The January 2000 National Conference on Teacher Quality was convened by UWM Chancellor Nancy L. Zimpher and her husband, curriculum and instruction Professor Kenneth Howey, who are active and recognized nationally for their efforts in teacher education reform.

Of the 166 community partnerships represented at the Washington, D.C. conference, perhaps the most comprehensive and ambitious is the one that Zimpher and Howey are implementing here—the Milwaukee Partnership Academy for Teacher Quality.


Schrie Weber, a first-grader in Stephanie Walters' classroom at Hartford Avenue University School in Milwaukee.
Photo by Sam Castro.

This special issue of Research Profile highlights many of the ways UWM is working with Milwaukee Public Schools and other groups with an interest in public education to better prepare teachers for the challenges of urban education in Milwaukee. Experienced MPS teachers are entering UWM classrooms to share their expertise with education students and to be certified as teacher leaders. Field assignments are being integrated into students’ coursework much earlier than in the past.
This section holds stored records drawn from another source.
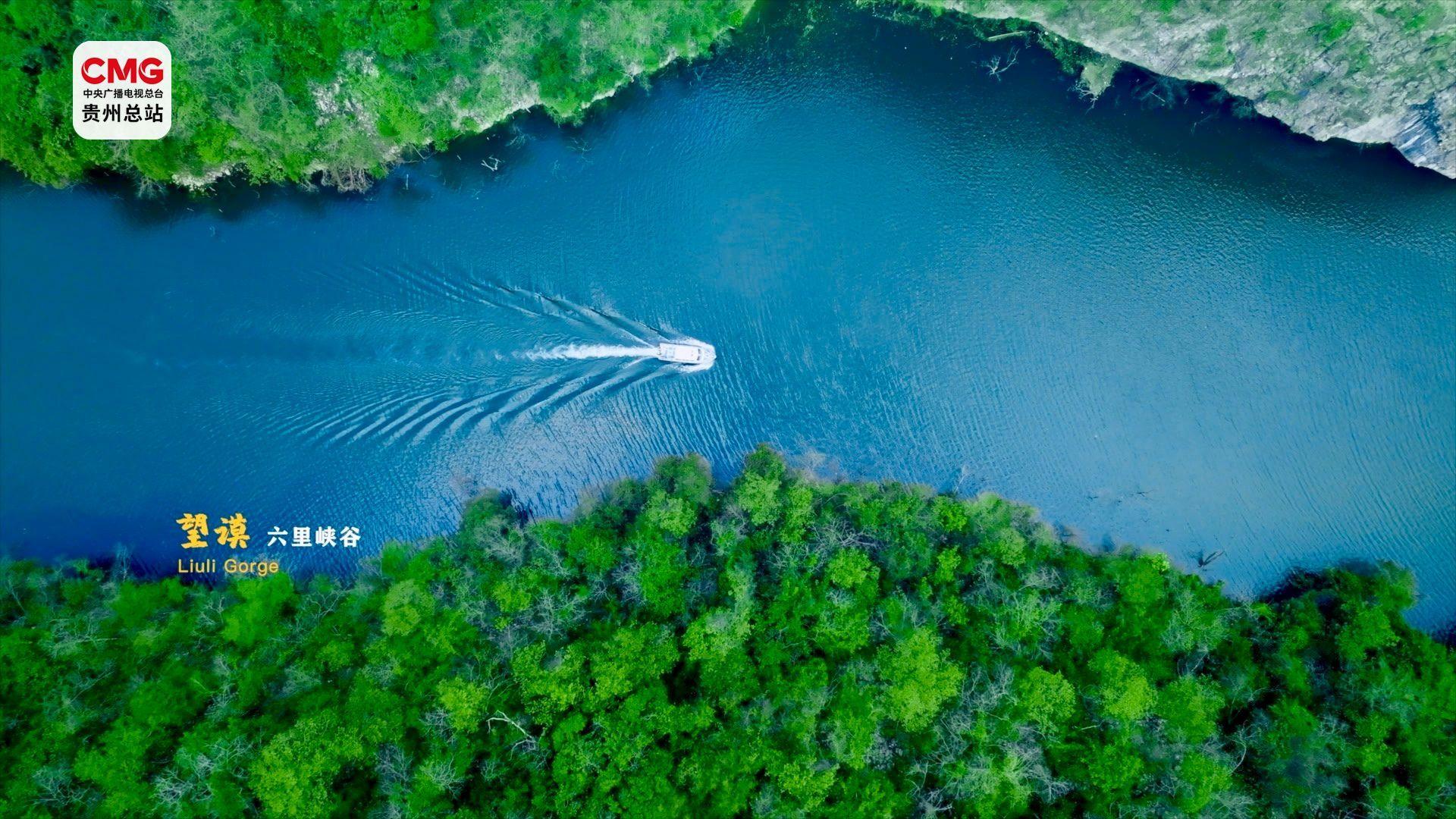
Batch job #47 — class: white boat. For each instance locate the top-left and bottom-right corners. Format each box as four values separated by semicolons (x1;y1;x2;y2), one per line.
657;341;715;367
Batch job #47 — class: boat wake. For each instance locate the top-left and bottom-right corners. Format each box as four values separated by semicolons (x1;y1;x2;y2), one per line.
517;344;657;362
253;274;715;446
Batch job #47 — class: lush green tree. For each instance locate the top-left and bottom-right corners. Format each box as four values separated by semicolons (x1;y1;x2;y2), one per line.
0;0;753;190
0;443;1456;817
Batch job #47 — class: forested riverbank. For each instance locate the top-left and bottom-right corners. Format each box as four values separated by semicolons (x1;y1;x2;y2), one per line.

Other schools and colleges at UWM are tailoring classes in math, science, the arts, and other areas specifically to future teachers. UWM education students are learning to apply the latest in computer technology to classroom settings.
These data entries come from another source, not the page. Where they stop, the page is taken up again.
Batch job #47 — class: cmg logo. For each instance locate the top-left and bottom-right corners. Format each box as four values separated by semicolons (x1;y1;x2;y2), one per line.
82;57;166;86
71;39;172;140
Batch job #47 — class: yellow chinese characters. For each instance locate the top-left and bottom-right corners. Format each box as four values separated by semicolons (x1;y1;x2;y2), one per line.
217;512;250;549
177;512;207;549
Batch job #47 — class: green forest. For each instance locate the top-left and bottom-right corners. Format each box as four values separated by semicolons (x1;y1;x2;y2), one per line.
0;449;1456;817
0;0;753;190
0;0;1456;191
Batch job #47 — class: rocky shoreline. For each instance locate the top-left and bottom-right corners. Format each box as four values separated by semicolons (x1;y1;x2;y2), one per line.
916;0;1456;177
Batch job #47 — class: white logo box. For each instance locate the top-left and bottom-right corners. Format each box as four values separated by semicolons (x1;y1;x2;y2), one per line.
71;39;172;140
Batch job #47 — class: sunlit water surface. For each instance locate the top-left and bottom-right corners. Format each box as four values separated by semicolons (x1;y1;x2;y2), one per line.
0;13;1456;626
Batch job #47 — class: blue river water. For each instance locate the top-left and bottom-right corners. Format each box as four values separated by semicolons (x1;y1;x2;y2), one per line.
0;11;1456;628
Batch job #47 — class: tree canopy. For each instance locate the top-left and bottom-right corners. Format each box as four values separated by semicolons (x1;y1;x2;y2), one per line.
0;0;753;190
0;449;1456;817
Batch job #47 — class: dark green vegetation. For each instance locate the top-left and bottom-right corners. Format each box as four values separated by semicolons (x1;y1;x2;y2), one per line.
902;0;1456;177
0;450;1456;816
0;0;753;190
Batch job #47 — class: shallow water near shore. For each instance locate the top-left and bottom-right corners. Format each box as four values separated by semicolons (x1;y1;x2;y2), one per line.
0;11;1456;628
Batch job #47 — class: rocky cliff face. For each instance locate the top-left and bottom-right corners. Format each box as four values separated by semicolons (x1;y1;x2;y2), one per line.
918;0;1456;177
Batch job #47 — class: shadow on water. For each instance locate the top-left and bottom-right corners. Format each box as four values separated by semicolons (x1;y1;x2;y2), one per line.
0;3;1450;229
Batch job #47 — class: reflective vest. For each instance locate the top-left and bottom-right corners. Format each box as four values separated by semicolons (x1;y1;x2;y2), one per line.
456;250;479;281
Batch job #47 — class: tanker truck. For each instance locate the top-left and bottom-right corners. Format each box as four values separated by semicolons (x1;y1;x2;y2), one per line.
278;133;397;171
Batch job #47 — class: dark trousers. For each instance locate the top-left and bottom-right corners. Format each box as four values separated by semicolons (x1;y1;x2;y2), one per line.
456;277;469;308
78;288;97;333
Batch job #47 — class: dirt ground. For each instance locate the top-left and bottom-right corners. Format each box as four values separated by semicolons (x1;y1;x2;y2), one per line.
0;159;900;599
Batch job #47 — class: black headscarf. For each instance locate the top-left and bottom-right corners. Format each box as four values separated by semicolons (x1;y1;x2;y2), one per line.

Also in this issue, other UWM research that is improving classroom teaching: new ways to teach math and science and integrate computers into instruction, ideas for easing the struggles of beginning special education teachers, and the SAGE class-size reduction program.

“Now the challenge is to make sure that there is a talented, dedicated teacher in every classroom,” Riley told the conference in January 2000. “We are falling short of that goal, and that is the problem that we are here to address.”